Jolanta Pieńkowska: Czy prawdą jest, że rozmowa z premierem Millerem wyglądała tak, że jeśli Pan odwoła prezesa Millera, to zostanie Pan na stanowisku i Pan się na to nie zgodził?

Adam Tański: Nie, to nieprawda, ta wczorajsza rozmowa była właśnie taka jak powiedziałem wczoraj publicznie, to znaczy premier miał świadomość, że dezyderat komisji, a wcześniej klub SLD nieprzychylnie wyraził się o naszych działaniach to znaczy moim i prezesa Millera i premier miał świadomość, że to mi utrudni funkcjonowanie i zrozumiał powody, dla których złożyłem rezygnację.

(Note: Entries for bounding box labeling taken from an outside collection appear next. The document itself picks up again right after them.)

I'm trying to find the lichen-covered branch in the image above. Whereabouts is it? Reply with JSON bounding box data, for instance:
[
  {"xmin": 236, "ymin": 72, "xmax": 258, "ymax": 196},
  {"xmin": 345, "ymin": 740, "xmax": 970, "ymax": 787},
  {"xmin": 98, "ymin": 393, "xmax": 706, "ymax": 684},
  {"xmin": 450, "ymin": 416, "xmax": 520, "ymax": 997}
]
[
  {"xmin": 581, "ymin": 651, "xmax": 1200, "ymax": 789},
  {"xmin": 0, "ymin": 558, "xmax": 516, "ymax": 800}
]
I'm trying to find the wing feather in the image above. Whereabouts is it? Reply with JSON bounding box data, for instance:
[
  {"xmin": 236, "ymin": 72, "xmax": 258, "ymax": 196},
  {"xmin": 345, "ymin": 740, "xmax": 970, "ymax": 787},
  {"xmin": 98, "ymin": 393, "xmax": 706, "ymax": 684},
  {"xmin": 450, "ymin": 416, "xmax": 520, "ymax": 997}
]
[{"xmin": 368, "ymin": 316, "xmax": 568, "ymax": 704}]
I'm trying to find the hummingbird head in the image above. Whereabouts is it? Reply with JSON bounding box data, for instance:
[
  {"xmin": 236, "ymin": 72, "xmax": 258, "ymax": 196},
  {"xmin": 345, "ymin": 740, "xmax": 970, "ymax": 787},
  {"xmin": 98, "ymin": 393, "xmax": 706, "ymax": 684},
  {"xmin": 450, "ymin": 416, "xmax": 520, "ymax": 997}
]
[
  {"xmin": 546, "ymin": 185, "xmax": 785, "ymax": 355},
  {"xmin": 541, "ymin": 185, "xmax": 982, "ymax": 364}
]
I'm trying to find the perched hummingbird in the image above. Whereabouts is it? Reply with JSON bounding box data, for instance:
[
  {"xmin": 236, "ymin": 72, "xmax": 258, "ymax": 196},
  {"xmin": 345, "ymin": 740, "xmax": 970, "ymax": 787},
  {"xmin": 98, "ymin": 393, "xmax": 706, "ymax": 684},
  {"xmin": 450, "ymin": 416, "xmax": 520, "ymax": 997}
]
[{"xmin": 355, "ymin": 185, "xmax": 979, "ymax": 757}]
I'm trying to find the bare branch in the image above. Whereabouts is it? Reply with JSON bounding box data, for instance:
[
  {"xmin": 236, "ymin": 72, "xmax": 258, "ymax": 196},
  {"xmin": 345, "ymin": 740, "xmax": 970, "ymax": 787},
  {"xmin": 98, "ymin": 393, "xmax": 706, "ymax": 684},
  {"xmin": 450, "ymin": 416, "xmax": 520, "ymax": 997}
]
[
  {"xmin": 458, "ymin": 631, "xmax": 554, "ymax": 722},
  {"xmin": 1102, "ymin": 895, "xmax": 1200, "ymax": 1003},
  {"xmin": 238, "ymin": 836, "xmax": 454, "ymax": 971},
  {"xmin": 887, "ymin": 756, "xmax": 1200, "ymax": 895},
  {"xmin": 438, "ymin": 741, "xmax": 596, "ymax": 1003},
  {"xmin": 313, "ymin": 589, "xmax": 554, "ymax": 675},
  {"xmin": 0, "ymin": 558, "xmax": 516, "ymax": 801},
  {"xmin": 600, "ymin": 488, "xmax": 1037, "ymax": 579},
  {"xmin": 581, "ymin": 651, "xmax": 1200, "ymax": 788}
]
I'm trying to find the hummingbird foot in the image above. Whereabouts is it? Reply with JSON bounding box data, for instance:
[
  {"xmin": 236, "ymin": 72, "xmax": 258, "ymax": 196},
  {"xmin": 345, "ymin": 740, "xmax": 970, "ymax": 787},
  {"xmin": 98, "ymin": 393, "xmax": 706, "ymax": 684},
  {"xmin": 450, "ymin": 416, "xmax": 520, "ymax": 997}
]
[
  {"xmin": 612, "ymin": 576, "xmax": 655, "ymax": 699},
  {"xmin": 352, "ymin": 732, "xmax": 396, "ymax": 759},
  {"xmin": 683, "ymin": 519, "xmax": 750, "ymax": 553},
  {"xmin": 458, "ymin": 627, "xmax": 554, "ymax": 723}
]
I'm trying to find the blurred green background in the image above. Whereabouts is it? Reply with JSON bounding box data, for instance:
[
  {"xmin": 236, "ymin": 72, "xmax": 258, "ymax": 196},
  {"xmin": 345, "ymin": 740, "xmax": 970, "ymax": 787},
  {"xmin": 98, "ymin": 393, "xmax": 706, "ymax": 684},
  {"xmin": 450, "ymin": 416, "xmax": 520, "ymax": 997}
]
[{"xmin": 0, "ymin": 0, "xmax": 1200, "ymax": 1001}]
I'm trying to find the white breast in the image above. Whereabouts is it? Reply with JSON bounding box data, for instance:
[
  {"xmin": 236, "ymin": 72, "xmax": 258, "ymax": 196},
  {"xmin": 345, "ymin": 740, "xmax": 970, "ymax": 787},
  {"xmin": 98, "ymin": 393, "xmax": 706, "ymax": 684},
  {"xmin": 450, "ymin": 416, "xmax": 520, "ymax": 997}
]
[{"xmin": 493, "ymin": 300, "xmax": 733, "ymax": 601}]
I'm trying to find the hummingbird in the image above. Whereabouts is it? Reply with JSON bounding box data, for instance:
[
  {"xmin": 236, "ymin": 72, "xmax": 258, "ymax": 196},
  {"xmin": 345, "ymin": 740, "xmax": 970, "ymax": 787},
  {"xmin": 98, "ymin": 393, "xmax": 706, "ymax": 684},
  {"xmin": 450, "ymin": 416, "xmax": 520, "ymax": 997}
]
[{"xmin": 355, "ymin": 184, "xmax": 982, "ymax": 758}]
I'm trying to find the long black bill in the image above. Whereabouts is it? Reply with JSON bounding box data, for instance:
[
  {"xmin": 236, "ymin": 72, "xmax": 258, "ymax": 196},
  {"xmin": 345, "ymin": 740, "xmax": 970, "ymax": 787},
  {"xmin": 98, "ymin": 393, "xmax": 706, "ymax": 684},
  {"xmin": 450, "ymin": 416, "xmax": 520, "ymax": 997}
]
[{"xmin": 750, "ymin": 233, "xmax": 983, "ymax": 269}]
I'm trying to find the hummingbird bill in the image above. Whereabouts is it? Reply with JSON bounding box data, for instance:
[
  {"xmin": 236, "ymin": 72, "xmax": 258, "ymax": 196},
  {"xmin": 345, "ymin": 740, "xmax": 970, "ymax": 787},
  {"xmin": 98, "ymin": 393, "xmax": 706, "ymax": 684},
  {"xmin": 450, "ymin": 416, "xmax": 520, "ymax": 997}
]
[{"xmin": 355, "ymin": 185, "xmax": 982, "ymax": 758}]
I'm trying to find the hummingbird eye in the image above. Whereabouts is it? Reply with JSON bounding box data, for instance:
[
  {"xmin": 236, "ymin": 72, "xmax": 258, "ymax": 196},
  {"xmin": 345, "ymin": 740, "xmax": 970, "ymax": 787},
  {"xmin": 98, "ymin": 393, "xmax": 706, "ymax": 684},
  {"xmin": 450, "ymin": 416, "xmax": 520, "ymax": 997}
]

Jolanta Pieńkowska: A dlaczego premier nie chciał Pana bronić?

Adam Tański: Ja nawet nie oczekiwałem tej obrony, wiedziałem, że premier ma przed sobą kongres, wiadomo, że to są wydarzenia ważne dla każdej partii, zresztą nawet gdyby wybronił to proszę zauważyć, że przy mniejszościowym rządzie, gdzie każde ważne głosowanie wymaga pozyskania posłów moja osoba byłaby ciągle taką osobą, takim zakładnikiem, bo te małe partie związane z rolnictwem zawsze stawiałyby taką właśnie cenę. Ja miałem świadomość tego faktu, więc praca ze świadomością, że co jakiś czas będą kolejne ataki żądanie odejścia nie daje szans na owocne efekty.

Jolanta Pieńkowska: Ale wspomniał Pan o kongresie SLD, czy gdyby nie było tego kongresu w ten weekend, to Adam Tański zachowałby stanowisko?

Adam Tański: Może trochę dłużej, ale za jakiś czas znowu by były ataki, to być może tylko przyspieszyło sprawę.

Jolanta Pieńkowska: Panie ministrze, ale z tego co Pan mówi wynika, że absolutną rację miał Włodzimierz Cimoszewicz, który na początku tego tygodnia mówił o tym, że podstawowe wady SLD to jest upartyjnienie państwa i obsadzanie stanowisk kolegami.

Adam Tański: To jest choroba, która toczy polskie państwo od dawna moim zdaniem, słyszałem to, mam potwierdzenie w faktach wielu ludzi, którzy rozumują tak - nasz człowiek idzie do rządu i reprezentuje interesy partii w rządzie, a przecież powinno być zupełnie odwrotnie, partie delegują ludzi do rządu, ale już ci ludzie z rządu wobec tych partii, które reprezentują interes państwa. U nas niestety nie udało się tego osiągnąć, to nie jest standard w postępowaniu polityków i to jest wyraz upartyjnienia państwa, szkodliwego upartyjnienia dla tego państwa.